Hi! My guess is a marbled DSH


----------



## pnr (Apr 11, 2021)

It looks like a tabby because it has an M marking on it's head. Also I read that tabby is a cat's markings and not a breed of cat.


----------



## BobBengal (May 6, 2018)

Right, but Bengals can have the M too.


----------



## MaumauTigerlily (Jun 2, 2021)

That is a mackerel or marbled tabby. Not a Bengal. A Bengal has more tiger looking stripes and is very unique looking. this is a Bengal cat breed.
this one is a cat with mackerel tabby markings. this is a cat with marble tabby markings.
Hope this helps. It can get confusing.


----------



## MaumauTigerlily (Jun 2, 2021)

I meant that Bengals have leopard like spots, not tiger stripes like the mackerel coat.. My bad.


----------



## Jenny4321 (Apr 3, 2021)

Thanks, you are 100% correct. Never knew tabbies got so fancy! He was a stray who returned home.


----------



## BobBengal (May 6, 2018)

@MaumauTigerlily thanks for the photos.
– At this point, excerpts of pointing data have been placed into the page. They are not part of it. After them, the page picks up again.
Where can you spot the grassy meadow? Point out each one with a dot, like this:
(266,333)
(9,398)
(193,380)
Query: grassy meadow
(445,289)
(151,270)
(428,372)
If you look at the top right corner of your post there are 3 vertical dots, if you click that you can edit your post.

Bengals can be confusing, so many patterns and colors.


----------



## MaumauTigerlily (Jun 2, 2021)

Jenny4321 said:


> Thanks, you are 100% correct. Never knew tabbies got so fancy! He was a stray who returned home.


Aw well I'm glad he found his home, that's good. Yea I had actually not even seen a marble cat before.


----------